This month, chef/owner Lorenzo (Lolo) Rubio introduces Gambas al Ajillo (garlic shrimp) (NT$160), one of Spain's most popular tapas delicacies. Juicy, tender shrimp sauteed in olive oil and lots of garlic and parsley make this a perfect Spanish-style snack that is pretty cheap and incredibly simple to prepare and cook within 15 minutes. This dish is offered in Spain with the shells on or off so, if you prefer, peel the shrimp before cooking. It is important that you use good-quality olive oil, as this really affects the flavor, and bread is normally served alongside to mop up the savory oil.
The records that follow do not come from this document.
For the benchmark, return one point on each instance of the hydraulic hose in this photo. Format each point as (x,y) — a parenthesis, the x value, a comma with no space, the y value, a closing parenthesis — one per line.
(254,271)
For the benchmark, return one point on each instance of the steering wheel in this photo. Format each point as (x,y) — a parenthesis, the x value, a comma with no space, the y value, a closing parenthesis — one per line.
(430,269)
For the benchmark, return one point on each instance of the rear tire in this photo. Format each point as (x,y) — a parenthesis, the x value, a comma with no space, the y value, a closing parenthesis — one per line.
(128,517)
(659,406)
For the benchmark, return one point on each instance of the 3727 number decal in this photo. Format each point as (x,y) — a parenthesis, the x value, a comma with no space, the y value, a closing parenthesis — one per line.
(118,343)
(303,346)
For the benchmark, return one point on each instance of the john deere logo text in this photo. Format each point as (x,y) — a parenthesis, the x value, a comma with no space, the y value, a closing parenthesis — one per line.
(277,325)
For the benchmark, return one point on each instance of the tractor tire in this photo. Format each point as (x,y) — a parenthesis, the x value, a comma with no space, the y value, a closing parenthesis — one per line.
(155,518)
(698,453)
If you wish to serve this as a main entree, you can double the recipe.

Ingredients

Ingredients:
1/2 pound of peeled shrimp
6 cloves of garlic, finely minced
Handful of chopped fresh parsley
1/4 cup of extra virgin olive oil
Bread

Preparation:
1. In a saute pan or heavy frying pan, warm the olive oil at medium heat. Add the garlic and saute for about 1 minute or until it begins to brown.
2. Increase the heat to high and add the shrimp to the pan. Stir well, then saute until the shrimp is pink and cooked through, and the garlic is golden (about 3 minutes).
3. Add the chopped parsley and stir well, cooking for a further 2 minutes.
4. Finally, remove from heat and transfer the shrimp and oil to a bowl, and serve immediately with a good bread.